TEL AVIV, Israel (AP) — Israel's defense minister said Wednesday that Lebanon would "pay the full price" for Iran's entrenchment in any future war, the latest in a series of Israeli warnings about Tehran's growing presence in neighboring Lebanon and Syria.
Avigdor Lieberman said Hezbollah guerrillas have sacrificed Lebanon's national interests by subjugating the country to Iran. As a result, he said, all of Lebanon would be fair game in a future war.
Speaking to the Institute for National Security Studies' annual conference, Lieberman said the Lebanese army will be targeted and "if citizens of Tel Aviv are forced to sit in shelters, all of Beirut will too."

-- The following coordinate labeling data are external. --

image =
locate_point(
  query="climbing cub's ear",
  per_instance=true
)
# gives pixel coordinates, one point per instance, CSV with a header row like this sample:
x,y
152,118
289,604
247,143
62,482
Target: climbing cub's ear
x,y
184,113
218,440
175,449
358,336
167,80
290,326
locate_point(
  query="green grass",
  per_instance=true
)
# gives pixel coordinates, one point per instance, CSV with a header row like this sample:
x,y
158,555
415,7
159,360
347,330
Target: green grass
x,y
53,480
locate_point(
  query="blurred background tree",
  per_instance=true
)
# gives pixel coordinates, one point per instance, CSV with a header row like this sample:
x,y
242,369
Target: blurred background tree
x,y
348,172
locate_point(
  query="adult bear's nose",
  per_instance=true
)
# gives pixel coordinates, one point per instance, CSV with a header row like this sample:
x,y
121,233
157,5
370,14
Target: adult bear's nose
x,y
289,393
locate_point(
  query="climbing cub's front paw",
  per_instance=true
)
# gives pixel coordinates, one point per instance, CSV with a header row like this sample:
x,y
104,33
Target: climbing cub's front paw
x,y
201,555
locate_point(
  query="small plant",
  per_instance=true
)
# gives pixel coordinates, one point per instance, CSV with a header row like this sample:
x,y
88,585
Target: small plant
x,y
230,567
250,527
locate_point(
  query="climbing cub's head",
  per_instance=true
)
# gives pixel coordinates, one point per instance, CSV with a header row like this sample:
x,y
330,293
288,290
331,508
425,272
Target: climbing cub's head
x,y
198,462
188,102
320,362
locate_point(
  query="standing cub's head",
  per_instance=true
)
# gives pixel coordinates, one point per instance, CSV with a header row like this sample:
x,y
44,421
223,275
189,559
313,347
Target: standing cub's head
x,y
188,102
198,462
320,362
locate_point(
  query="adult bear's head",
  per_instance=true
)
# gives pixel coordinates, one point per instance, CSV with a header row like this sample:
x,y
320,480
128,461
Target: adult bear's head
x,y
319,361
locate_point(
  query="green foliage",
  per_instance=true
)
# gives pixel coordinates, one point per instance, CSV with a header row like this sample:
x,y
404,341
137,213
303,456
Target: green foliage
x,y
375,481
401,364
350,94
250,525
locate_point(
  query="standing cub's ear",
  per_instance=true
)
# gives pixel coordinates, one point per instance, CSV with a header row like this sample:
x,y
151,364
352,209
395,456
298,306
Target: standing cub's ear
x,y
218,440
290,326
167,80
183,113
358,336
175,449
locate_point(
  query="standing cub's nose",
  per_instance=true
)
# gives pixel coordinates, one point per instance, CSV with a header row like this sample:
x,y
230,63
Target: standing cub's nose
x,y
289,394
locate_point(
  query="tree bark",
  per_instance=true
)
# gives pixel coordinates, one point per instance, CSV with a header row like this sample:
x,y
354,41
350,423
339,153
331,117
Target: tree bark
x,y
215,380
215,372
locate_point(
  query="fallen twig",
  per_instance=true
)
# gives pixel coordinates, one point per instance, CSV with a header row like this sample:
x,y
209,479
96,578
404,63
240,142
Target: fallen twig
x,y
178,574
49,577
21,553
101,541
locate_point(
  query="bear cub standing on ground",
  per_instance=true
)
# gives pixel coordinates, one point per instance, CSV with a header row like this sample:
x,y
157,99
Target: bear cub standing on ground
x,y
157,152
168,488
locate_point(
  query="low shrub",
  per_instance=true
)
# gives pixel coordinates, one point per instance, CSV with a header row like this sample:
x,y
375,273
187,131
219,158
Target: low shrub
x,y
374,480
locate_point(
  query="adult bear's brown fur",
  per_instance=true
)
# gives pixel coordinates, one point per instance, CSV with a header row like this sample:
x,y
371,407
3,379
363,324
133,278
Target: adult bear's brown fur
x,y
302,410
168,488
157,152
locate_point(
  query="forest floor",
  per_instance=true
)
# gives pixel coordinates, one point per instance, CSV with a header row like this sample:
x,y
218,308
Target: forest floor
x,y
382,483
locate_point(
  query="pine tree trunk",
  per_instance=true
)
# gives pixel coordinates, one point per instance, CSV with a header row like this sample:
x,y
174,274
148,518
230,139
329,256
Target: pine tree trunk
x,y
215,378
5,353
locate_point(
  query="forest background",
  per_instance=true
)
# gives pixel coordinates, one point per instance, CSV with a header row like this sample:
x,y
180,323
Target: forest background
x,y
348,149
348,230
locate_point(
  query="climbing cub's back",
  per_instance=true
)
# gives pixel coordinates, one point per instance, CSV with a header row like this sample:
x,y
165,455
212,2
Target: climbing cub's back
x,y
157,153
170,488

He also described as "very provocative" Lebanon's offshore oil and gas exploration tender on the countries' maritime border and suggested that Lebanon had put out a tender to international groups for a gas field "which is by all accounts ours."

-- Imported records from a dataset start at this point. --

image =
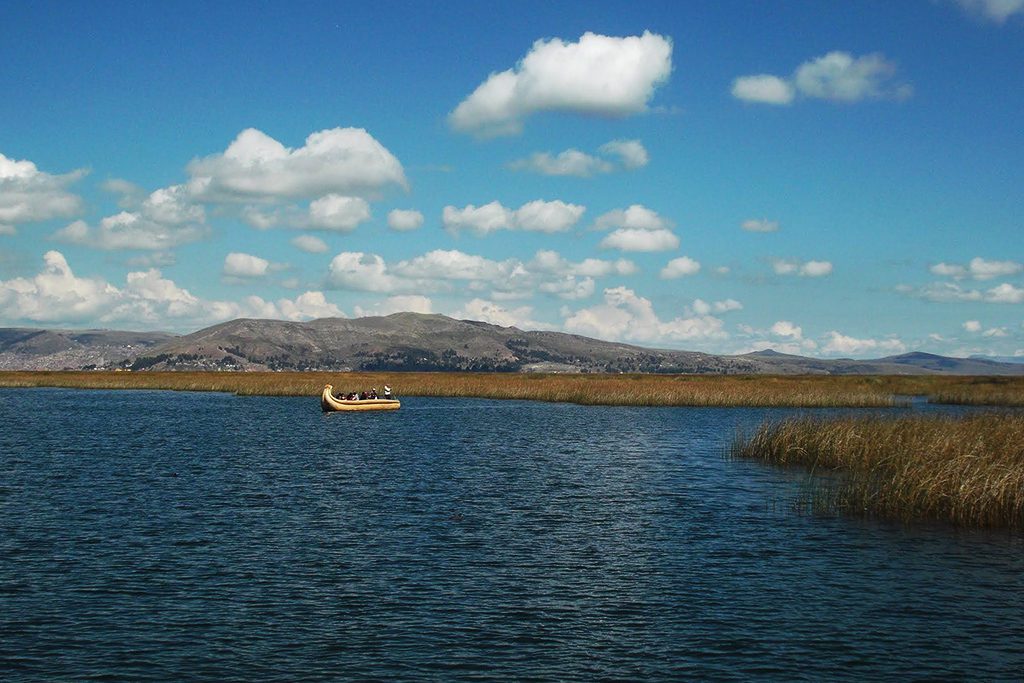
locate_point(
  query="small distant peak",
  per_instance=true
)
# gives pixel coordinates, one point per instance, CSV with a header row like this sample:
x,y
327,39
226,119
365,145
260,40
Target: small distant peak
x,y
916,355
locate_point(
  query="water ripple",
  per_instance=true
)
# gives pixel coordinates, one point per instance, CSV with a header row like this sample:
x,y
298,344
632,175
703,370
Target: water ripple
x,y
155,536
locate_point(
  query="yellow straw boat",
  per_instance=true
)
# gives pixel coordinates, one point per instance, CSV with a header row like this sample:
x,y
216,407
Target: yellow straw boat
x,y
330,403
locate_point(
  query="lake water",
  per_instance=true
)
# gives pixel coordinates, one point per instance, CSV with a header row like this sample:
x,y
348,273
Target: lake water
x,y
162,536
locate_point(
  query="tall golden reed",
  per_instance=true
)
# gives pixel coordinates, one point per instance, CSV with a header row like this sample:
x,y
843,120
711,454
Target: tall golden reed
x,y
714,390
966,470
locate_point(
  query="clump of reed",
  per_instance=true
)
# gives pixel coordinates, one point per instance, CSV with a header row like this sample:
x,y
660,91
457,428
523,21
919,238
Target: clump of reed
x,y
589,389
965,470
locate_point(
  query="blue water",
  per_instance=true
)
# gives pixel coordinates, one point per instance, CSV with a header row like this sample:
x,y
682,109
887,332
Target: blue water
x,y
161,536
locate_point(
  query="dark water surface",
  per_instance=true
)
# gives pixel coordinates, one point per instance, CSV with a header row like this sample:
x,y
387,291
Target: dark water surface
x,y
166,536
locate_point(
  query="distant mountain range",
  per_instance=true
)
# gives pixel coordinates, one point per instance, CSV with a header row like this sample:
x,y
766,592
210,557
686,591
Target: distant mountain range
x,y
420,342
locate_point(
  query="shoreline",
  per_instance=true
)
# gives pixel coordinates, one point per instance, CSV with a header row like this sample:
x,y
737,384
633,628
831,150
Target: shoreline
x,y
586,389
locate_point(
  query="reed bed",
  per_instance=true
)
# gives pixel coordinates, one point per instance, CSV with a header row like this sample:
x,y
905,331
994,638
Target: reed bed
x,y
711,390
804,391
965,470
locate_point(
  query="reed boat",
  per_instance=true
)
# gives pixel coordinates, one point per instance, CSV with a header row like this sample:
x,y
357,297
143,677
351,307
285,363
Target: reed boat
x,y
330,403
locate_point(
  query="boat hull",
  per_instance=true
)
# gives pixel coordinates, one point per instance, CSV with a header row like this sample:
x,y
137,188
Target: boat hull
x,y
331,404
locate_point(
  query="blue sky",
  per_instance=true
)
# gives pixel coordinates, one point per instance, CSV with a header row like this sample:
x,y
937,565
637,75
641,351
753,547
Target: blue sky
x,y
835,179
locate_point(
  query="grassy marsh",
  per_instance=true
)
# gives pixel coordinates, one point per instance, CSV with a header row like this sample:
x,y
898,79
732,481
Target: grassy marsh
x,y
965,470
585,389
713,390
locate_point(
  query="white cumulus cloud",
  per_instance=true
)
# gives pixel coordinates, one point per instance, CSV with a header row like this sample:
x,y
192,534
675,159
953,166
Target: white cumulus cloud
x,y
146,299
840,344
539,216
29,196
977,268
167,218
837,76
602,75
632,154
308,305
635,240
336,212
804,269
360,271
238,264
637,229
569,162
636,216
257,168
309,244
680,267
488,311
993,10
404,219
415,303
627,316
760,225
763,88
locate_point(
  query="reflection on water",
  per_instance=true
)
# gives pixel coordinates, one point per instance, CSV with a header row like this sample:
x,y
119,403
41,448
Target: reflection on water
x,y
159,535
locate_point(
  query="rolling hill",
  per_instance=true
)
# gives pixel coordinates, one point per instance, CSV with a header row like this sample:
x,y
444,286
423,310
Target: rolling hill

His comments drew sharp condemnation from Hezbollah and Lebanese officials, including Prime Minister Saad Hariri, a Western ally, who described Lieberman's comments as a "blatant provocation that Lebanon rejects."
He said Lieberman's claim is "invalid in form and substance" and that the Lebanese government would follow this up "with the competent international parties to assert its legitimate right to act in its territorial waters."

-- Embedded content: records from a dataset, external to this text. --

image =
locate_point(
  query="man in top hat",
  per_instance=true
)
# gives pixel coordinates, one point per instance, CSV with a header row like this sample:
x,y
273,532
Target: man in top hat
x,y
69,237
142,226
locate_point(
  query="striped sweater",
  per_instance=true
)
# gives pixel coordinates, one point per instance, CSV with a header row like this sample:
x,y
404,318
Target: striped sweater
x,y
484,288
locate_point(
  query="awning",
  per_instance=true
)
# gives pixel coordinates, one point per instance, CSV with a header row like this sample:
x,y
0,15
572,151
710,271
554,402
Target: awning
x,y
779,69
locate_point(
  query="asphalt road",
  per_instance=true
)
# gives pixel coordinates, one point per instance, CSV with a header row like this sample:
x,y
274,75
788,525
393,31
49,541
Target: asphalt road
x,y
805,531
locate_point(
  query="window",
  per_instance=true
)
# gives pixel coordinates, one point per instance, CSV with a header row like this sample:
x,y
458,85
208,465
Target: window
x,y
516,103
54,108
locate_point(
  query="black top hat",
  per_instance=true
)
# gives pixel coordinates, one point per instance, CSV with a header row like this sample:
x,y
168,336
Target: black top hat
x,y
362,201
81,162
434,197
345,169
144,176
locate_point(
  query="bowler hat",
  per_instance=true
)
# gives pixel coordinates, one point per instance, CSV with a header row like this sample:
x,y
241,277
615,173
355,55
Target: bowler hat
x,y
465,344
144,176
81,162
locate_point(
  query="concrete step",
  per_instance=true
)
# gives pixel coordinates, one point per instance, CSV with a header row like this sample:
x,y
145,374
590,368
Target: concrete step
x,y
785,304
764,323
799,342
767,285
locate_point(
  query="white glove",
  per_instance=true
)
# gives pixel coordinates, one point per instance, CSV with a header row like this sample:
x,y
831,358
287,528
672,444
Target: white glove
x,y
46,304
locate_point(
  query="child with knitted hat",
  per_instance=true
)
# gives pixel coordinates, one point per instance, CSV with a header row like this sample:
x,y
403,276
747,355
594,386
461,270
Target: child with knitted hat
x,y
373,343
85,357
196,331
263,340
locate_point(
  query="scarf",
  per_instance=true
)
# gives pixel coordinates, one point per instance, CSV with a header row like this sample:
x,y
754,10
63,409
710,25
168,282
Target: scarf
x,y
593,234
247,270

Lebanon last year approved the licenses for an international consortium led by France's Total, Italy's ENI and Russia's Novatek to move forward with offshore oil and gas development for two of five blocks in the Mediterranean Sea, including one known as Block 9 that is disputed in part with Israel.
Lebanese officials say the country will start exploratory offshore drilling in 2019 and say Lebanon wants to assert its resource rights along the length of its maritime territories.
A major find in Lebanon's southernmost waters could raise the possibility of a dispute with Israel, which is developing a number of offshore gas deposits, with one large field, Tamar, already producing gas, and the larger Leviathan field set to go online next year.
There are over 800 square kilometers (300 square miles) of waters claimed by the two countries, which are technically in a state of conflict. Israel and Hezbollah fought a month-long war in 2006.
Hezbollah, in a statement, said Lieberman's remarks offer new proof of Israel's ambitions to steal Lebanon's resources and said it would confront any aggression against Lebanon's rights.
Israel's chief military spokesman this week said it was "prepared for all the scenarios." The Iranian-backed Hezbollah wields enormous political and military influence in Lebanon.
Its leader, Hassan Nasrallah, has said the Shiite militant group does not seek to provoke a war with Israel but would respond with crushing force should Israel attack Lebanon.